En effet, il est tout à fait concevable que le moment soit venu de réexaminer le projet de gazoduc Nord Stream 2. La fermeture de tous les gazoducs russes passant par la Pologne et l’arrêt des pipelines ukrainiens laissent l’Allemagne à deux doigts d’une pénurie d’électricité qui interromprait la production industrielle. (ici et ici)
Bloomberg rapporte, en citant des données de l’Agence internationale de l’énergie (AIE), que malgré les sanctions occidentales, les recettes d’exportation de pétrole de la Russie ont bondi de quelque 50 % en 2022. Les expéditions russes ont augmenté de quelque 620 000 barils par jour en avril, revenant à leur moyenne d’avant les sanctions. En raison de l’augmentation de la demande, davantage d’expéditions ont été dirigées vers l’Asie. Ironiquement, l’UE, malgré la ligne dure de l’exécutif, est restée jusqu’à présent le plus grand marché pour le carburant russe, 43 % des exportations de pétrole du pays allant vers le bloc en avril, a estimé l’AIE.
Les paradigmes, pour être pertinents, doivent refléter fidèlement la réalité. Lorsque cela n’est plus possible, les paradigmes doivent être remplacés, ou les leaderships qui s’appuient sur eux échoueront inévitablement. Des politiciens comme Biden et Johnson sont habitués à penser en termes de monde westphalien et prennent le temps d’accepter les anomalies du paradigme existant alors que de nouvelles tendances puissantes modifient de façon spectaculaire le concept de guerre.
Karl Marx l’a appelé « l’annihilation de l’espace par le temps ». Le phénomène des conflits régionaux s’est éteint, et la violence localisée a des implications mondiales grâce aux progrès des transports, de la communication et des technologies.
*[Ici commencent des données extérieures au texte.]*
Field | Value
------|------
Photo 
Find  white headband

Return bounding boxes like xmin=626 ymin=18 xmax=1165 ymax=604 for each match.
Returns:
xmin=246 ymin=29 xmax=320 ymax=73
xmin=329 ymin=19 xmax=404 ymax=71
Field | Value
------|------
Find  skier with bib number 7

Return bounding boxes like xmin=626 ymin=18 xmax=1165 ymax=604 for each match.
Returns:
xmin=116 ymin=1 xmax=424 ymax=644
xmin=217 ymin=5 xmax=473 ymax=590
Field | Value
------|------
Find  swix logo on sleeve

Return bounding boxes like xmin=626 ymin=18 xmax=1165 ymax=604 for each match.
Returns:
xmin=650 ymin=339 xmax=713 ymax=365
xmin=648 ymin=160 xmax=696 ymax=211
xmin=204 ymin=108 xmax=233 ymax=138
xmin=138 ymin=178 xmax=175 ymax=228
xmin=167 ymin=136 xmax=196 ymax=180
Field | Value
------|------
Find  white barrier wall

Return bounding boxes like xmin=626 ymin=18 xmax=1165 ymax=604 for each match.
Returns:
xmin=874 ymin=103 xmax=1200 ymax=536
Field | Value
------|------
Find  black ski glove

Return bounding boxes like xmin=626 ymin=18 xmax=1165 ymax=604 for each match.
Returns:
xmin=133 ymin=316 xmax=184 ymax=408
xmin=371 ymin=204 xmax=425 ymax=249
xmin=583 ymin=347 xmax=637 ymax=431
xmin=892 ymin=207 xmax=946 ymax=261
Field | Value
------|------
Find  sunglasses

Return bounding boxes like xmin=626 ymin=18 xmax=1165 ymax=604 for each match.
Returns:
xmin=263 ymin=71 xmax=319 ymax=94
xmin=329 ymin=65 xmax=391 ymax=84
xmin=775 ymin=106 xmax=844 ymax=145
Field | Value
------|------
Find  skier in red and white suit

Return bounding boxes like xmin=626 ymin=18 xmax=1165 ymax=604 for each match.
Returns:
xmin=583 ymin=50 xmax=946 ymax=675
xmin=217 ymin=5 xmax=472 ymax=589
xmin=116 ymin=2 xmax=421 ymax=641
Le changement de paradigme actuel est dû à une révolution militaro-industrielle, ce qui en fait une période de changement brutal et discontinu où les régimes militaires existants sont bouleversés par de nouveaux régimes plus dominants, laissant derrière eux les anciennes manières de faire la guerre.
On aurait pu penser que sur un champ de bataille clausewitzien, les anciennes armées alignées les unes contre les autres feraient feu et manœuvreraient selon les directives du commandant. Mais en Ukraine, en revanche, celles-ci ont été remplacées par des formes ambiantes de violence physique et non physique – sniping, drones létaux, missiles hypersoniques, attaque électronique, spoofing, désinformation de l’autre et ainsi de suite. La Russie pratique une guerre à laquelle l’Occident n’est pas habitué – où les guerres ne sont plus gagnées. Il est très peu probable qu’il y ait une cérémonie marquant la fin de la guerre en Ukraine.